I have been talking informally with Oliver Thomas and Lisa Robinson in Customer Support about ways to integrate our work with theirs and ways to learn from them what our customers are thinking and doing and having problems with.
I came up with the following ideas:
- Using RAFT 3 rollout as a pilot of some sort. One thing that would be easy for us to do would be to provide a link in the footer that said "Create RAFT Help Ticket". It could easily pass along a ton of RAFT 3 data(browser, Operating System, User, current error if any, and any relevant RAFT data) to a specific RT queue. We could also just have some sort of feedback arrangement with CS (Lisa?) where once a month we got a report of ALL RAFT-related RT tickets.
- Similar idea, maybe same code as above: when the app throws an error condition, call the code to make an error report form appear, pipe into the form the current state of the application (what application, what page, what browser, what OS, etc.) User describes what they were doing and clicks send, form posts to RT in the RAFT queue.
- Work with CS to mine the RT data for all RAFT/Cognos/Space/Data Warehouse tickets and again look at the report periodically to learn what is going wrong.

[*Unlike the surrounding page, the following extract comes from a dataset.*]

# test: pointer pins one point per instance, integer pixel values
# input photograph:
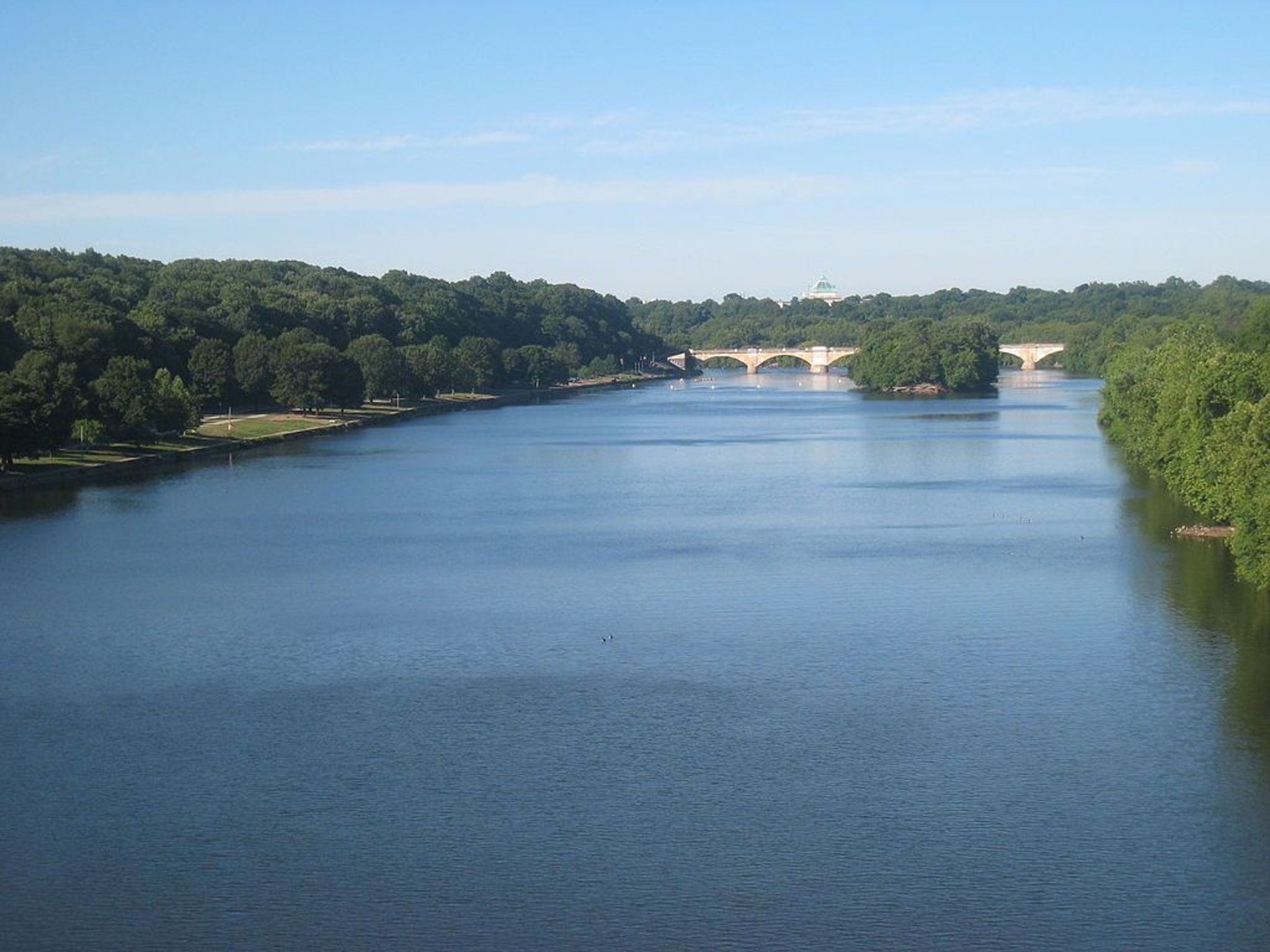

- The metadata project could benefit from interviews with CS and again mining RT data for what kinds of questions users ask about metadata-related issues, where metadata in this case includes Business Actions (Create a PO, Annual Salary Review, Create a Budget, Approve a Requisition), the associated Roles, associated Reports, associated applications, associated DataWarehouse Packages and feed code and tables, etc.
Item 1 and 2: Creating Help Tickets that have technical information filled out for the user:
This development project would solve the following problem: Customer Support gets a bug report for a web application, but the user does not know or report on what browser, what operating system, and what page did the bug occur, which forces CS to ask those questions and teach the user over the phone how to answer them, or in the case of email, to never get those questions answered. This in turn costs each application development team time trying to reproduce a bug that is not fully described.
The solution is relatively straight-forward: create a small JavaScript program that when called opens up a window with a small form prepopulated with browser version, operating system version, page the bug occurred on , and any error message. The user then fills in just what they were doing at the time and clicks send. The form submits to cgiemail or another emailing service, which then sends it on to the customer support RT queue. The user gets an email back with the ticket number, as per usual and from the their the normal CS bug reporting workflow continues.